If you agree with the approach, I can submit a PR.

looking at this again it looks like the crop feature is more intended to fit the model input shape than data augmentation, am I right ? so, instead of modifying it, I should have added another random crop transformation, placed first in tfms_aug?

or maybe even pre-cropped the jpeg files offline - but i’d lose the randomness -, since right now i have a CPU bottleneck on opening these big jpeg files just to discard 90%+ of the pixels.

Wait does it mean that the images are cropped instead of being resized (like downsized)?

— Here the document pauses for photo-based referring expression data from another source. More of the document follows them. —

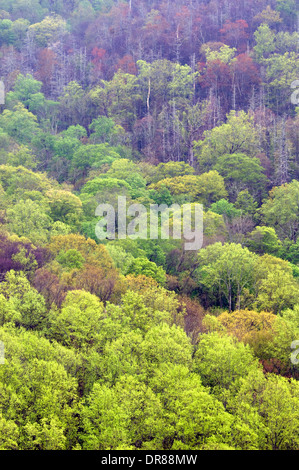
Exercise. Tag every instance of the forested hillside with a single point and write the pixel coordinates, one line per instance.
(138, 343)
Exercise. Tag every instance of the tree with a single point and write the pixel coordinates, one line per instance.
(264, 240)
(148, 268)
(280, 210)
(49, 29)
(228, 268)
(19, 123)
(77, 324)
(222, 361)
(265, 42)
(241, 172)
(237, 135)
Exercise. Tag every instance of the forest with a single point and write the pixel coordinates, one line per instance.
(139, 344)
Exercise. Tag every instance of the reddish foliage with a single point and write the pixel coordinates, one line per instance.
(235, 35)
(47, 284)
(45, 68)
(8, 250)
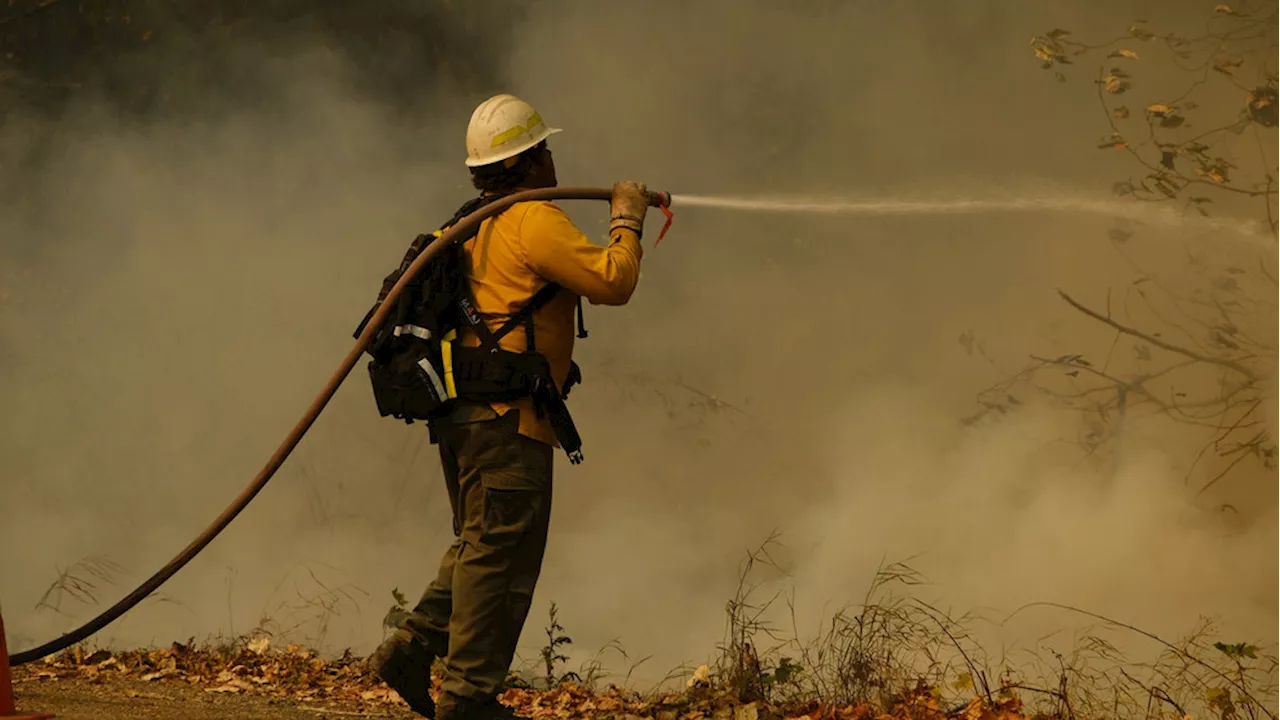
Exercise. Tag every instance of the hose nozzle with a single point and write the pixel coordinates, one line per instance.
(659, 199)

yes, the images are resized. which I guess is the right behaviour for a vast majority of image recognition tasks.

my problem was that in this particular case i didn’t want the rescaling, i just wanted a crop (even if it meant discarding 90% of the image) which was not possible since the images were first resized so that the smallest dimension is 299px, and then cropped randomly.

Hi @gdc, I have the same exact problem with you. Did you find any solutions?

Hi!
At the time, I just kept a separate clone of fastai lib for the Kaggle comp, with the patch mentioned above (forcing crop_tfm to be done before tfms) but I guess this is unlikely to still be relevant today, I think fastai lib was rewritten almost entirely with v1?